医者も聞かれたくないということ察し、それ以上は何も言わず治療した。
成人の方は危篤状態で、あと少し遅ければ「誠に残念ですが…」の言葉を聞かされるところだった。
人工呼吸機を取り付けられ、無期入院という結果である。
そして医者の方も二人の治療を終えると、「帰るのかい」と心配そうな顔をしたが、成人の部屋に寄りすぐに病院を出た。

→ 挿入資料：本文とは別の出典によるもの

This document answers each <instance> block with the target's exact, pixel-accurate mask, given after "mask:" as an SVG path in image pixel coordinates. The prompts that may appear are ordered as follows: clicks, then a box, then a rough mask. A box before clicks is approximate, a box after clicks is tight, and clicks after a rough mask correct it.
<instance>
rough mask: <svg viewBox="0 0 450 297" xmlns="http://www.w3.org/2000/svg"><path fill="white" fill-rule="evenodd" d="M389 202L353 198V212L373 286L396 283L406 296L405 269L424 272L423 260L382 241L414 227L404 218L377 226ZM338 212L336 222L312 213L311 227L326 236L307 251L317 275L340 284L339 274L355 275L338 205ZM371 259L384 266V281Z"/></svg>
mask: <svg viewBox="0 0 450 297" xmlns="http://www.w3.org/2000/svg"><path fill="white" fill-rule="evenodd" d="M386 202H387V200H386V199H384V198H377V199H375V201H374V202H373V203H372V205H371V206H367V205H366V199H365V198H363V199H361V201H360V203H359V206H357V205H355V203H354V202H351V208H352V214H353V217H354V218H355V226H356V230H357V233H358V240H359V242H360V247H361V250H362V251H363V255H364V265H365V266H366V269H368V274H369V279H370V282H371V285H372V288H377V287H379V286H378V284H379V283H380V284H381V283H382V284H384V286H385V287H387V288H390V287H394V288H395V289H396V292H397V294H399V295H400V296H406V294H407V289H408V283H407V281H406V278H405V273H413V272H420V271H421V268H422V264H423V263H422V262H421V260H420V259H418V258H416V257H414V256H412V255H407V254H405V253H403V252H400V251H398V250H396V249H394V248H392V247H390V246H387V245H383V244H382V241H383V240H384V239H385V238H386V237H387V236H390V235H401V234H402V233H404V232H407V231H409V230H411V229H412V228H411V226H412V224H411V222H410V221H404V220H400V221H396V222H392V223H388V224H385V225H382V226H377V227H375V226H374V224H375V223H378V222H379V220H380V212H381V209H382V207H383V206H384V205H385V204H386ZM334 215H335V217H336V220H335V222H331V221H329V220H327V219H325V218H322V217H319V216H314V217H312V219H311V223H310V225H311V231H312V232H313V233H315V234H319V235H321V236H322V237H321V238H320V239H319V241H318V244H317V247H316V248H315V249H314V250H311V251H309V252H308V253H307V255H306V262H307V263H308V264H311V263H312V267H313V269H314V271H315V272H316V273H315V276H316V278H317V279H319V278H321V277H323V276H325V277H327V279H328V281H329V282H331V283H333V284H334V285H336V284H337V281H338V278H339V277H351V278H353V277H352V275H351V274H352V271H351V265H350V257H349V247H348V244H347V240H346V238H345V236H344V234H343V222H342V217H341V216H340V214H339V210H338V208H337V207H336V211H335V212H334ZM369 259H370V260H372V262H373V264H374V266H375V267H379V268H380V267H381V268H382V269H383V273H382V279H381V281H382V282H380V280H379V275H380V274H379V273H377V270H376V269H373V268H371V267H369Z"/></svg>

二人はよろよろと押せばすぐ倒れるような足取りで、リエドの前を行く。
しかもこんな夜遅く、先程まで家で寝てたかのような格好ときたもんだ。
「貴方たちどうしてそんな格好を?」リエドは呆れたようにため息をついた。
「聞きたいの」離鳴が訊ねる。リエドは当然と言うように顔を背けた。
すると今度は契が「あんま話したくねえなあ…」と頭の後ろで腕を組んだ。
その言動がリエドにはあまり良い印象を与えなかったため「話しなさい」という判断にこぎつけた。
「あれは…」契が話を始める。隣にいる離鳴は目に影を落とした。
契が説明の途中で口を閉ざした。リエドは続きが気になり、なんとか聞きだそうとする。
「それで、男が去って、貴方がたはどうなさったの?」契の代わりに離鳴が説明を始める。